Bookmakers joined boxing fans in being impressed by the one-sided nature of Tyson Fury's dethroning of Deontay Wilder in their WBC heavyweight title rematch in Las Vegas.
Once again, all the hype during the fallout from this fight was about unifying the division somewhere down the line. An all-British bout between The Gypsy King and Anthony Joshua for all the gold is what everybody wants.
Whether boxing fans get what they wish for, and both camps involved and other interested parties can agree on a historic title unification match, remains to be seen.
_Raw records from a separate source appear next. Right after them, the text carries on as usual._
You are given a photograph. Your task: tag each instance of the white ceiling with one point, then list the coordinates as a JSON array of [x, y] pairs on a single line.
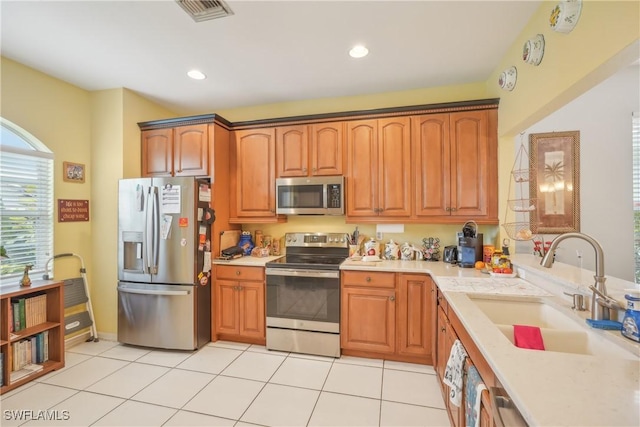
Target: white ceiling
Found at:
[[266, 52]]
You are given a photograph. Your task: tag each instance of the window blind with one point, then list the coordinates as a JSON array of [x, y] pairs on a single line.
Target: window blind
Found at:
[[26, 207], [636, 189]]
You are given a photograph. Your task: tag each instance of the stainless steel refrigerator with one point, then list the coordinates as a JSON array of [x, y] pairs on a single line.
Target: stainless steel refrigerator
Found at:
[[164, 262]]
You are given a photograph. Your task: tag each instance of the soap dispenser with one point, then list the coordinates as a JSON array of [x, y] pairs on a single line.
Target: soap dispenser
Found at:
[[631, 321]]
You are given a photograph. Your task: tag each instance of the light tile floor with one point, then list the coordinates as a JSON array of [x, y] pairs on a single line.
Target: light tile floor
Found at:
[[224, 384]]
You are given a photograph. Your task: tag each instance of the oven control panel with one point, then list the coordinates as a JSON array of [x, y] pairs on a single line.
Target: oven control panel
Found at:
[[320, 240]]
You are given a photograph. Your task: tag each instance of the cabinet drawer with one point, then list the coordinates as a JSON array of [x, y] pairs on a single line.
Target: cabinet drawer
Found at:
[[369, 279], [232, 272]]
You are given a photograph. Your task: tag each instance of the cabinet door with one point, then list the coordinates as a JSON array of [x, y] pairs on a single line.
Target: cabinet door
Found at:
[[327, 149], [469, 162], [191, 151], [252, 315], [415, 302], [254, 185], [157, 152], [432, 161], [292, 151], [442, 354], [362, 175], [226, 307], [368, 319], [394, 167]]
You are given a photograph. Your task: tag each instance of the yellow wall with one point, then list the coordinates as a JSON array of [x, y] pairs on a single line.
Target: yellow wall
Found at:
[[605, 40]]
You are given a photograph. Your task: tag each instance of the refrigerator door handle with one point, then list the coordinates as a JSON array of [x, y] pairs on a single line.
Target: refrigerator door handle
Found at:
[[148, 233], [155, 231], [152, 292]]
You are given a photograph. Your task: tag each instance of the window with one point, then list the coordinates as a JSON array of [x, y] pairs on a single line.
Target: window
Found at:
[[636, 190], [26, 203]]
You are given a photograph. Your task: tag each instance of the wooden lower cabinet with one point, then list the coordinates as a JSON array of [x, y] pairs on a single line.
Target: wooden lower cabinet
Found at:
[[414, 326], [449, 329], [239, 304], [368, 321], [386, 315]]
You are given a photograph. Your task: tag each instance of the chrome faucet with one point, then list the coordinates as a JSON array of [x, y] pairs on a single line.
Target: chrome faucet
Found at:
[[601, 303]]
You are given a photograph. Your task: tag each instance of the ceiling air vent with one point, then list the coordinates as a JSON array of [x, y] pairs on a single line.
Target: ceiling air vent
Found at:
[[204, 10]]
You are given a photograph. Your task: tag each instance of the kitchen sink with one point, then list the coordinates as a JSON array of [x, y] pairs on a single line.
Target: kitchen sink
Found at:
[[561, 332]]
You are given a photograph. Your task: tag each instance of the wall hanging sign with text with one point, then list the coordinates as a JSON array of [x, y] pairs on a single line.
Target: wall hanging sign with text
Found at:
[[73, 210]]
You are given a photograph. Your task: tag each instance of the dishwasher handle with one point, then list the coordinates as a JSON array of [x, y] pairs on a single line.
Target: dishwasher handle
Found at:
[[503, 409], [154, 292]]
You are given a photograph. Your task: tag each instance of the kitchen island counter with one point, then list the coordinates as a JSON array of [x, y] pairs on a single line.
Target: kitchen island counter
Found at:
[[549, 388]]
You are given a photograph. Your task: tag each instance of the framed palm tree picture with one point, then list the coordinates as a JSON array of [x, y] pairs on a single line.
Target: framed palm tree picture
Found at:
[[555, 181]]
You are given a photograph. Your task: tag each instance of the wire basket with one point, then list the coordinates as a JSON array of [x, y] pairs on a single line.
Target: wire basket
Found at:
[[523, 205], [518, 230], [520, 175]]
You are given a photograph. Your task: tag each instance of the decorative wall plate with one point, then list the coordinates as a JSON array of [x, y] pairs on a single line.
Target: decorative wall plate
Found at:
[[533, 50], [564, 17], [508, 78]]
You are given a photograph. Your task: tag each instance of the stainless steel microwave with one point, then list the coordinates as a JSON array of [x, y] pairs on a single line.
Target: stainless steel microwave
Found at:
[[310, 196]]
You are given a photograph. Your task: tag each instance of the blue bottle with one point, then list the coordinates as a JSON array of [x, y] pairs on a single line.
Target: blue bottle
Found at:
[[631, 321], [246, 243]]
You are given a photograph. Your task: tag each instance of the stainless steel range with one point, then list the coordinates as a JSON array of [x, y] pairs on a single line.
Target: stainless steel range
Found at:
[[303, 294]]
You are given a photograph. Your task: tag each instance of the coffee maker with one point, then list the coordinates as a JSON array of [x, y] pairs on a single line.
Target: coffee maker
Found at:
[[469, 245]]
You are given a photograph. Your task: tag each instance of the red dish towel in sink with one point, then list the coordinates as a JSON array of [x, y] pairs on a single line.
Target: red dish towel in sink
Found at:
[[528, 337]]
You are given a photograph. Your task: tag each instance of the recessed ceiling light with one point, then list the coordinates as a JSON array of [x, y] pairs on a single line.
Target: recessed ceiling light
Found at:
[[196, 75], [358, 51]]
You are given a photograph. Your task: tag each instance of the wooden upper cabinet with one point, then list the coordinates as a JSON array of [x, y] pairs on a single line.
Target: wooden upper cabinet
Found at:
[[190, 150], [432, 161], [379, 168], [179, 151], [327, 149], [253, 183], [394, 167], [469, 162], [456, 165], [157, 152], [315, 150], [292, 151], [362, 168]]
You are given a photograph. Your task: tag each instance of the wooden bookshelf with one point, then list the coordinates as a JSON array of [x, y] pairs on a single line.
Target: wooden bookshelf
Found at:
[[53, 326]]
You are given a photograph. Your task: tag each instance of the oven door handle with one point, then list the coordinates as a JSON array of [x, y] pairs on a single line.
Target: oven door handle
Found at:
[[302, 273]]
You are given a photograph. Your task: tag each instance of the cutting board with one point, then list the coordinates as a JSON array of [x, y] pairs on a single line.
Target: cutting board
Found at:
[[228, 238]]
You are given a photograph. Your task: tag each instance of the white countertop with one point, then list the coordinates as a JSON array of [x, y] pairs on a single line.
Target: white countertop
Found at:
[[549, 388]]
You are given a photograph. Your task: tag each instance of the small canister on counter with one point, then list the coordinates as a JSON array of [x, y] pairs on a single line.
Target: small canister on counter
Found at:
[[487, 253], [495, 258]]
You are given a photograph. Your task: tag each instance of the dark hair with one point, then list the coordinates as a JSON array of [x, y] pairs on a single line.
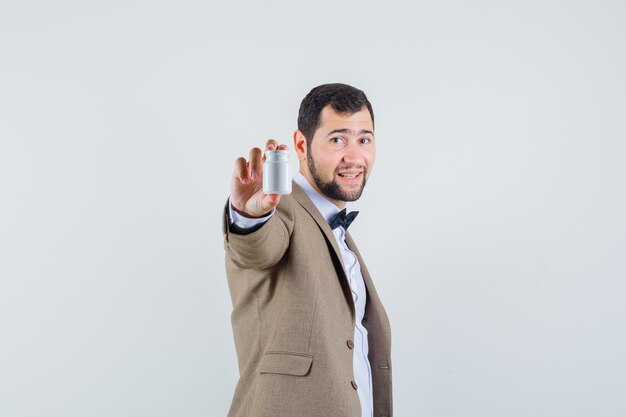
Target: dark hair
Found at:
[[341, 97]]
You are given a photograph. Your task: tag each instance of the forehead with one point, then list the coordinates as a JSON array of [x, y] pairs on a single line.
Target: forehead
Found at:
[[331, 120]]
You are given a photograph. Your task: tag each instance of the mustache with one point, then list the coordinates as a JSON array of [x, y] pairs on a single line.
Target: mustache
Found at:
[[351, 167]]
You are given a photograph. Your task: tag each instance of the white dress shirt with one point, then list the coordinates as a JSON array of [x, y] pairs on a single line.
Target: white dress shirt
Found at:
[[361, 365]]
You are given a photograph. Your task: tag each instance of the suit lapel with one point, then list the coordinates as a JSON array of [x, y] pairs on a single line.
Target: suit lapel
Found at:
[[364, 272], [303, 199]]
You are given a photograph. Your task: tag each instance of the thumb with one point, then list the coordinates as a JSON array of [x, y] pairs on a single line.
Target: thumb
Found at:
[[270, 201]]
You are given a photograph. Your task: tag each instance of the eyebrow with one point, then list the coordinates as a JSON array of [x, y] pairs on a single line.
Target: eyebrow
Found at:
[[352, 132]]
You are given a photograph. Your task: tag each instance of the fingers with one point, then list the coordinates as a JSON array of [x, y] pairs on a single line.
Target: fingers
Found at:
[[241, 170], [271, 144], [255, 165], [252, 169]]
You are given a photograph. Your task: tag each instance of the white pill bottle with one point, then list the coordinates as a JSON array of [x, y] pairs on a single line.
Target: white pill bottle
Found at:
[[276, 173]]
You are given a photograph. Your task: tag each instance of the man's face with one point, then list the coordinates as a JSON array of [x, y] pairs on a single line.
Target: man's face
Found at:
[[341, 155]]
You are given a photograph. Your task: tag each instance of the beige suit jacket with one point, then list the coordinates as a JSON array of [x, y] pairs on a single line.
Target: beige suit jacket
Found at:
[[293, 319]]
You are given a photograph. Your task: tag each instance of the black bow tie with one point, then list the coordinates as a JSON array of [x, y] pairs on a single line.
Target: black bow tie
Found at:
[[343, 219]]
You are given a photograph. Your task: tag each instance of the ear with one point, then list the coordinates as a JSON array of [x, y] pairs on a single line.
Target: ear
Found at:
[[299, 143]]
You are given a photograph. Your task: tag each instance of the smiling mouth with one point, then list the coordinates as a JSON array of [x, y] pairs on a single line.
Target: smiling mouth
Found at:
[[350, 176]]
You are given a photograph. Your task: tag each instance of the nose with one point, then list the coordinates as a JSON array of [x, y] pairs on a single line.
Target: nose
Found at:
[[353, 156]]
Suppose all the politics surrounding this, the different federations who either have Joshua as champ or lineal titleholder Fury, are set aside for the good of the sport. Which British boxer would win and be able to call himself the undisputed champion?
The bookies have Fury down as a hot 1/2 betting favourite, according to the latest boxing odds for this dream bout. Joshua is 6/4 with bet365 to hand The Gypsy King a first-ever loss in the paid ranks.
This reflects the fact that Fury remains unbeaten. Granted, he has the asterisk of that draw from his first encounter with Wilder and the two knockdowns, but has since returned the favour in kind.
Before we even get to Fury v Joshua, there is going to be a third bout and a trilogy with Wilder. The Bronze Bomber has decided to exercise his option of a rematch that was in his contract for the last bout.
However, the comprehensive way in which Fury not only changed style, but destroyed Wilder should give the American's camp pause for thought. They threw in the towel in round seven after The Gypsy King twice floored their man.
There's a sense of symmetry to that, given what happened in the original bout. It produced a very different outcome and result of course. Wilder is 9/4 to win back the title, but Fury is odds-on at 1/3 for a third fight between the pair.
Seeing Joshua as an underdog on the strength of one blip when dropping the WBA, WBO, IBF and IBO belts to Andy Ruiz is dangerous. AJ put that embarrassing defeat to rights with a unanimous decision victory in their rematch out in Saudi Arabia before Christmas.
That doesn't detract from the appeal of this potential future Fury fight as a spectacle. If anything, a bump in the road for Joshua - just as the Gypsy King has experienced battles with personal issues - adds an extra dimension.
It's a great advert for British boxing having all the world titles around the waist of either man. The opportunity to have a super-fight of this magnitude is once in a generation.
All the ingredients - even the fact both boxers hail from different sides of the North-South divide in the UK are there. Manchester's Fury showed a willingness to adapt his style to overcome Wilder and you can say the same of Watford native Joshua in recent fights.
There are many compelling reasons why a unification of the heavyweight division should and needs to happen. It has all the makings of an era-defining classic.